There were various church obligations as well: a special service I was invited to write for and read at, Sunday school to teach, a seasonal choir I was asked to sing with, and a community Christmas project to cook and bake for. (I know I’ve got some serious grammatical issues happening here… sorry, don’t care right now.) I said “yes” to all of it. My heart was in the right place; my head was out to lunch. (Or as Daniel commented when reading this, “Ok Dufus, here’s your sign.”)

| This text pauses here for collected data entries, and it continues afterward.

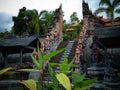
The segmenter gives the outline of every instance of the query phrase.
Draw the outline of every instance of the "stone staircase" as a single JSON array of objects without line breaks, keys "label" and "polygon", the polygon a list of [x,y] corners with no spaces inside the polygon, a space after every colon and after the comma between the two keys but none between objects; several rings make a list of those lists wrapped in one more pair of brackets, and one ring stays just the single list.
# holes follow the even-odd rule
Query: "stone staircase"
[{"label": "stone staircase", "polygon": [[[64,61],[64,57],[67,57],[69,61],[71,61],[75,55],[75,48],[77,45],[77,41],[63,41],[60,43],[57,49],[64,48],[66,47],[66,50],[63,53],[60,53],[50,59],[50,62],[54,63],[62,63]],[[56,67],[53,67],[53,70],[55,73],[60,72],[59,65]],[[45,70],[43,71],[44,73],[44,82],[51,82],[51,76],[48,71],[48,66],[45,67]]]}]

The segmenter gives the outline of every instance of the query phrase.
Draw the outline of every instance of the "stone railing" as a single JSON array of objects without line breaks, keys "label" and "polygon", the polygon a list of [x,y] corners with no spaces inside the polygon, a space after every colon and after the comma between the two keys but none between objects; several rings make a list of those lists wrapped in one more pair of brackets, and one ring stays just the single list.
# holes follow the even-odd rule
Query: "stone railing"
[{"label": "stone railing", "polygon": [[83,27],[79,34],[78,44],[75,52],[75,67],[74,67],[75,73],[80,73],[81,71],[83,71],[82,70],[84,67],[83,64],[85,65],[86,62],[84,59],[84,48],[85,48],[86,38],[87,38],[86,29]]}]

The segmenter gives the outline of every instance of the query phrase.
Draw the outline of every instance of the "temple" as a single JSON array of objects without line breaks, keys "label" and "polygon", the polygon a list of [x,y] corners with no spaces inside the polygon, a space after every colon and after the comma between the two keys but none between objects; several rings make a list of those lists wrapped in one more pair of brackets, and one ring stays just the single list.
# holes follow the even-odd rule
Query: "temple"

And since that wasn’t enough to put me over the Christmas edge, my man decided it was time to redo our dining room floor during his Christmas vacation. I’ve been waiting for about five years for this project to commence, so believe me, I wasn’t about to say “Hold the icing on the sugar cookies, Santa. I’ve got way too much going on right now to add obstructing the major traffic corridor in our house and cluttering the living room to the Christmas Craziness.” But seriously, it was ironically amazing how incredibly awful the timing of this project was.
I crammed it all in. I crammed and crammed and crammed some more until I was so crammed with Christmas crap that I couldn’t think straight. I was not only losing my mind, but absolutely losing my patience… yelling at my kids, snapping at Daniel and flinging daggers with my rapidly blinking eyelids at the grocery store cashier who had the guts to tell me about all the Christmas gifts she had gotten for her dog.
By the time Christmas Eve rolled around I was so exhausted, I couldn’t wait to get through the next six days of Christmas celebrations just so life could resume its slower pace.
Look at everything I’ve done in the name of Christmas, in the name of helping others. I’ve given and given and given so much, there’s no room left for anyone… not enough time to enjoy the tradition of making cut out cookies with my kids. (I halved the dough this year so that project didn’t take as long.) I barely got to watch the kids decorate the tree. (They had 30 minutes to hang ornaments while I was in the kitchen preparing food for an imminent get-together.) Certainly no time to relax by the tree and enjoy its beauty… not even enough time to put Jesus on the advent calendar.
* * *
Today we opened door #24 and read the last verse… “the Word became flesh”. And I thought about Jesus, how his life on earth was unhurried. He spent time with many, not chasing them away or telling them they were consuming precious time in his carefully planned day.
And I know without a doubt that I failed this season of joy and giving. But I also know there is (hopefully) next year… or even next week or tomorrow. While “doing” is important, it is not the most important.
May this be the last Christmas where I am so hurried that I lose sight of simply being, encountering the unexpected, and welcoming others.